Environmental and Urban Economics – Commuting Cost Arithmetic
When people work in the suburbs, will they save many gallons of gasoline if they move to the center city? Yes, they will be closer to their center city friends and stores but they will still need to reverse commute by car to their jobs (unless they can ride the Google Bus from Center City San Fran to Mountainview).
So this raises the question of whether high gas prices will push employers to move back to the center city? Employers who need land (think of Google) will be unlikely to want to rent out 35 stories of a skyscrapper.

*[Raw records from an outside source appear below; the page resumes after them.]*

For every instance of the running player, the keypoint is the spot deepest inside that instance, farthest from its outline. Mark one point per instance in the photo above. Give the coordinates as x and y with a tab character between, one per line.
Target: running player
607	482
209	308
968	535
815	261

Total One Way commute cost = price of a gallon of gas + hourly wage
Case #1: you make minimum wage = 5 + 7 = 12 and the share of expenditure on gas = 5/12
Case #2: Ivy League graduate = 5 + 100 = 105 and the share of expenditure on gas = 5/105
So this simple example highlights how the wage can swamp the price of gas for the high skilled but for the less educated, gas is a huge part of the commute cost.
Interesting point. CBDs tend to attract highly talented workers, who tend to earn higher salaries. So, will those people have the incentive to move closer? Probably not much. However, there are plenty of middle wage workers who commute to CBDs, and may be tempted to locate closer. But, a firm that desires to attract the most talented workers will most likely locate in the CBD anyway. Thus, I wouldn’t expect as much difference in firm location preference, compared with the shifts in housing location preference.
Those who work in suburban locations may end up moving closer to their jobs, making living patterns more compact near those job centers. While, some may switch jobs and work somewhere closer to home. Nonetheless, as the post states, few who work in the suburbs will decide to move to the city to save on gas.